Online Analytics Processing (ALTP) is used for data analysis which perform analytic query needs to scan over a huge number of records, only reading a few columns per record, and calculates aggregate statistics (such as count, sum, or average) rather than returning the raw data to the user.

• Supported databases: Spark, Apache Hive, Teradata, RedShift, Cloudera, Impala, Presto, Drill, Cassandra SAP HANA, SQL Server

At first, you can use the same database with these two patterns OLTP and OLAP like SQL Server, but early 1990s, there was a trend for companies to stop using their OLTP systems for analytics purposes. This database called Database warehouse.

Database Warehouse

A separate Database to perform huge OLAP queries.

The data warehouse contains a read-only copy of the data in all the various OLTP systems in the company.

Data is extracted from OLTP databases (using either a periodic data dump or a continuous stream of updates), transformed into an analysis-friendly schema, cleaned up, and then loaded into the data warehouse. This process of getting data into the warehouse is known as Extract–Transform–Load (ETL).

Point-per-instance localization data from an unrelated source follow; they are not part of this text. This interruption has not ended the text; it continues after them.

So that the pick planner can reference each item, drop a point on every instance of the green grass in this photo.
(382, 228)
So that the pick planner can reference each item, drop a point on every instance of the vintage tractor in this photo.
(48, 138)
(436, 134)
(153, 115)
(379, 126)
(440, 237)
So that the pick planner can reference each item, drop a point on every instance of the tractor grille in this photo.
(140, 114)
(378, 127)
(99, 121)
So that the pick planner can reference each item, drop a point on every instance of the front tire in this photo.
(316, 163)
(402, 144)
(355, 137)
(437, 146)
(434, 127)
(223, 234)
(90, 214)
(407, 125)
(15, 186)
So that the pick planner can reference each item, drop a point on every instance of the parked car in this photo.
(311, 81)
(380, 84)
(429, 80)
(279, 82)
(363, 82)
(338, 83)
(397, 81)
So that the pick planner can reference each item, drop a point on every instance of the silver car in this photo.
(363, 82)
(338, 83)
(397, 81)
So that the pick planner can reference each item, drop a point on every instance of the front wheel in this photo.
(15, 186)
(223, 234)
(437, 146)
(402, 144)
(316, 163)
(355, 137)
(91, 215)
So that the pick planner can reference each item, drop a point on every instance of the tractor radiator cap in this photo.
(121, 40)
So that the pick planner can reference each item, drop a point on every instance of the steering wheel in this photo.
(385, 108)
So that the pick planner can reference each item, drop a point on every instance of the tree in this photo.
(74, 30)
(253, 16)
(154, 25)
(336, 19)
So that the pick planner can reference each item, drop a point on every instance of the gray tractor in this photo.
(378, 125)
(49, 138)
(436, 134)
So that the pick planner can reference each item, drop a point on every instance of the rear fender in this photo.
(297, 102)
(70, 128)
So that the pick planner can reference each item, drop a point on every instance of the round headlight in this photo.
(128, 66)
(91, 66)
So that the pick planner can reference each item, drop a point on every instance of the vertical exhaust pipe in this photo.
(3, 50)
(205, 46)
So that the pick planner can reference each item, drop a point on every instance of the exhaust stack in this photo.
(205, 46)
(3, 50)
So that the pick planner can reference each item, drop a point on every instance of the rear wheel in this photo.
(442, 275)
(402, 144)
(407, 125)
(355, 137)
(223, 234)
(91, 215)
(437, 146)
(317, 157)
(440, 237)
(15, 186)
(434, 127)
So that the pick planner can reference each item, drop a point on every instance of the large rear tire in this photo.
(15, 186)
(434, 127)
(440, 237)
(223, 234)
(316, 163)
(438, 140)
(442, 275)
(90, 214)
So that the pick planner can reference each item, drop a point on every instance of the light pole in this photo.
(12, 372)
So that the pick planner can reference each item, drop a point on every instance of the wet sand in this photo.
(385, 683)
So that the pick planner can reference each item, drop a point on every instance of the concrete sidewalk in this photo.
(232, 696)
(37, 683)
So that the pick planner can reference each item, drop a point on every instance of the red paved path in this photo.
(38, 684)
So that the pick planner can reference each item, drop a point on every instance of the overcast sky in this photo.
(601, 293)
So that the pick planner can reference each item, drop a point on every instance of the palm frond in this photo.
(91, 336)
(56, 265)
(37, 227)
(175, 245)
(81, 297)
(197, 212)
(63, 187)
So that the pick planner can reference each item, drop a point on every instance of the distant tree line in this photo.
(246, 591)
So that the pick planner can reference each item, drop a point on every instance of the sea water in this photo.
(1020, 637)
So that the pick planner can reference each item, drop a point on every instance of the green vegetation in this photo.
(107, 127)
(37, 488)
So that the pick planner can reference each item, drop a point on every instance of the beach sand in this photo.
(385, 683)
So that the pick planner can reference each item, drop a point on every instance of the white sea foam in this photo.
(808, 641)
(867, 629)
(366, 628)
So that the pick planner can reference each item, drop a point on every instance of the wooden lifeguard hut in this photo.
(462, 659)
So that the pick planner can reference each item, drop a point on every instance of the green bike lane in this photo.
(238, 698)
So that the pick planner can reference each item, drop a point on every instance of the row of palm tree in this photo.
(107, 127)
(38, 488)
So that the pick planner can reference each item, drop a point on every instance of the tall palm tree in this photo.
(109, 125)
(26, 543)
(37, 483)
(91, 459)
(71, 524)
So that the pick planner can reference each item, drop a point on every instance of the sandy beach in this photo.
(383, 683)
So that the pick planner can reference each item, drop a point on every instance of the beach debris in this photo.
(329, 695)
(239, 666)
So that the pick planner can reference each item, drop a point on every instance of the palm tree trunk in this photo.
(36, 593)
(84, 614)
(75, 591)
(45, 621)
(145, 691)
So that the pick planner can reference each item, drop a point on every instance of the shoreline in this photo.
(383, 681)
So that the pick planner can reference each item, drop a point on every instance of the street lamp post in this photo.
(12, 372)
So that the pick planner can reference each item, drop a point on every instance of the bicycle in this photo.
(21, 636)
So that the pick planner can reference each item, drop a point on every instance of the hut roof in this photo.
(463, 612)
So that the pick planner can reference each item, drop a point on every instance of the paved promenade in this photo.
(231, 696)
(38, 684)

Stars and Snowflakes: Schemas for Analytics

These two schemes are used for data warehouse and OLAP

Star Scheme

The main and big table called fact table while other tables called Dimension table The fact table determined based on business, it can be Transaction table for banking, sales table .. etc

Snowflakes Scheme is like Star scheme but more normalized

Example of OLAP query to know whether people are more inclined to buy fresh fruit or candy, depending on the day of the week.

Comparison of OLTP vs OLAP

Column Storage

For OLAP, if your fact table have trillions of rows and hundreds of columns and want to doing a query to only access 4 or 5 columns like the following query

SELECT
	dim_date.weekday, dim_product.category,
	SUM(fact_sales.quantity) AS quantity_sold
FROM fact_sales
	JOIN dim_date ON fact_sales.date_key = dim_date.date_key
	JOIN dim_product ON fact_sales.product_sk = dim_product.product_sk
WHERE
	dim_date.year = 2013 AND
	dim_product.category IN ('Fresh fruit', 'Candy')
GROUP BY
	dim_date.weekday, dim_product.category;

In most of OLTP databases, the storage is row-oriented fashion (rows are stored next to each other in the disk), which the storage engine still needs to load all rows of all columns from disk into memory to parse them and filter out those that don’t meet the required conditions. What can take a long time.

So, the column-oriented storage will be more suitable for that case. Which instead of storing all values of rows together, we will store all values of columns together instead.

We will store each column into a file containing the value rows.

The benefits of Columnar storage

• Efficient performance for reads and aggregations on specific columns

• Compression Support with Bitmap and Run-length encoding for product_sk column example.

  

  Bitmap helps with reads query like WHERE IN (like WHERE product_sk IN (30, 68, 69)), WHERE AND (like WHERE productsk = 31 AND storesk = 3) which apply AND, OR operators to binary indexes.

• Vectorized processing with SIMD (single instruction multiple data)

  

• For Sorting, We don’t sort single column and leave the others unchanged.

A helpful technique for data warehouse is materialized aggregates, which caches some of the aggregated data that are used most often. In the relational model, this can be created using materialized views.